Non sapevo nemmeno i loro nomi: per me erano semplicemente "Sacco e Vanzetti". Sacco, un uomo magro quasi piccolo che raramente parlava, aveva gesti lenti e misurati, era l'uomo serio che accarezzava le forbici come un taciturno pistolero del west accarezza le sue pistole; Vanzetti, con i baffi a tricheco e lo sguardo penetrante, era l'uomo loquace che sapeva parlare di tutto e la cui cultura spaziava attraverso territori inusitati.

Il loro negozio era nel bel mezzo di un centro commerciale, come un ostinato punto nero in una faccia stirata dagli interventi chirurgici. "Resistenza. Ecco perchè" disse Vanzetti annuendo con enfasi dando un'occhiata a Sacco, l'ultima volta che uno degli anziani avventori, ormai amici intimi dei due, si avventurò per i sentieri impervi e spinosi della politica e chiese perché non avessero venduto il negozio al centro commerciale che da sempre aveva offerto ben più di quanto il negozio valesse, questo nonostante l'esperto di politica, quello a cui tutto il quartiere faceva riferimento per poter dirimere dubbi o per capirci qualcosa nelle questioni nazionali e non, fosse Sacco. Perfino i più acerrimi nemici, quelli che Sacco chiamava semplicemente "la parte avversa", riconoscevano a Sacco un ruolo di guida nel quartiere chiamandolo ironicamente "Don Raffaè".

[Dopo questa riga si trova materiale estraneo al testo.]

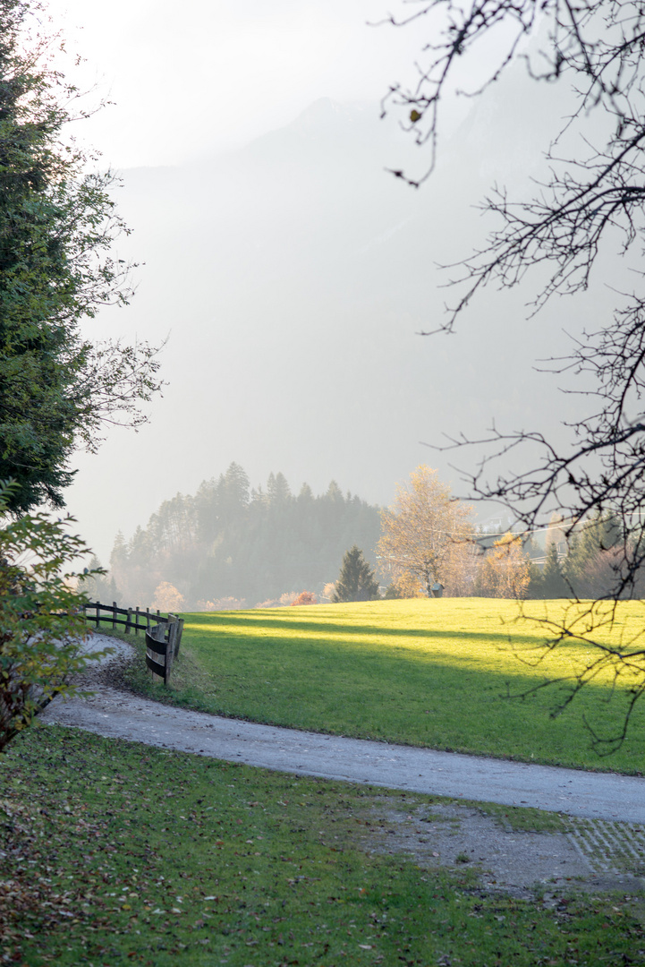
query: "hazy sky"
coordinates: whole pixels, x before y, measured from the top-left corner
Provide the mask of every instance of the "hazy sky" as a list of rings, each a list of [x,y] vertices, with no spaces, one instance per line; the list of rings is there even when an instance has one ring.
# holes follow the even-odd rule
[[[50,0],[86,84],[115,102],[83,137],[117,167],[238,146],[321,97],[378,103],[408,77],[418,35],[385,0]],[[75,72],[75,76],[81,74]]]
[[[65,62],[67,75],[82,87],[97,84],[114,102],[82,122],[77,134],[102,153],[103,165],[126,171],[117,202],[134,232],[125,253],[146,263],[132,306],[99,313],[98,337],[126,334],[128,340],[158,343],[171,334],[163,357],[170,385],[151,425],[138,435],[110,432],[97,456],[75,457],[68,505],[82,535],[107,563],[118,530],[128,537],[162,500],[194,492],[232,460],[254,485],[283,471],[294,489],[306,481],[320,491],[334,477],[366,500],[389,502],[397,481],[420,462],[435,463],[419,441],[448,425],[454,406],[439,389],[445,380],[460,395],[460,412],[465,407],[479,417],[480,405],[476,395],[468,401],[474,382],[467,369],[460,383],[450,375],[460,352],[463,366],[481,372],[481,359],[466,359],[469,337],[463,351],[451,343],[451,357],[444,343],[415,333],[428,328],[429,312],[436,318],[442,311],[445,296],[437,295],[434,272],[445,254],[439,243],[460,236],[453,195],[463,202],[464,182],[478,182],[488,161],[475,142],[463,142],[451,164],[472,169],[460,167],[457,190],[451,186],[435,197],[439,221],[433,190],[414,195],[383,170],[401,161],[381,154],[383,131],[392,132],[394,154],[401,138],[394,119],[379,121],[379,103],[390,83],[412,83],[425,25],[368,26],[385,15],[385,0],[49,0],[48,7],[70,49],[85,58],[73,72]],[[255,155],[232,156],[235,164],[248,163],[249,190],[225,162],[194,164],[285,129],[321,98],[366,105],[353,136],[356,155],[347,165],[342,153],[351,132],[342,118],[336,129],[318,116],[314,141],[322,139],[323,177],[315,145],[306,154],[314,142],[293,140],[294,129],[275,141],[286,151],[282,167],[273,167],[266,140]],[[471,104],[451,105],[446,131]],[[530,129],[523,102],[519,108],[518,124]],[[482,143],[489,143],[488,127],[480,126]],[[516,150],[517,130],[509,130]],[[309,145],[306,159],[291,159],[292,143],[296,151]],[[294,192],[292,161],[299,179]],[[192,167],[179,181],[172,172],[163,181],[158,172],[126,170],[185,162]],[[519,166],[523,173],[524,161]],[[191,179],[197,181],[188,197]],[[321,189],[318,199],[308,193],[310,183]],[[290,260],[299,276],[290,275]],[[509,334],[517,307],[512,311]],[[519,334],[515,343],[506,336],[499,311],[491,317],[498,332],[484,337],[482,351],[496,362],[524,352]],[[511,406],[514,393],[522,399],[517,382],[515,389],[491,384],[498,407]],[[303,405],[314,386],[318,396]],[[482,419],[490,412],[487,403]]]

Quell'estate particolarmente calda aveva decimato il piccolo gruppo di affezionati visto che Sacco e Vanzetti si ostinavano a non installare, nel negozio, un condizionatore. "Noi siamo della vecchia scuola, preferiamo sudare" diceva sommessamente e con un'alzata di spalle Sacco a chi chiedeva del perché della scelta. I due non parlavano mai né di sport, né del tempo; se dovevano aprir bocca preferivano dire qualcosa di interessante, per gli altri e per loro. Quel giorno però Vanzetti fece un'eccezione: "Caldo torrido stamani eh?" disse con tono neutro mentre con i diti medi mi raddrizzava la testa. Preso alla sprovvista non mi riuscì di dire altro che "Già" "Anche se stanotte pioverà" aggiunse Sacco senza alzare gli occhi dal giornale. La conversazione non ebbe ulteriori sviluppi e la notte piovve.

La settimana dopo tornai nel quartiere ma il negozio era stato smantellato e un cartello del centro commerciale annunciava nuovi lavori di ristrutturazione. Trovai per strada uno dei fedeli avventori e chiesi il perché del cartello: "Eh, il signor Bartolomeo è venuto a mancare per una brutta malattia che lo tormentava da mesi e il signor Nicola non se l'è sentita di continuare l'attività".

Capii allora che, dopo anni di rispettoso silenzio, senza conoscere niente l'uno dell'altro, Sacco e Vanzetti mi avevano salutato per l'ultima volta, semplicemente parlando del tempo.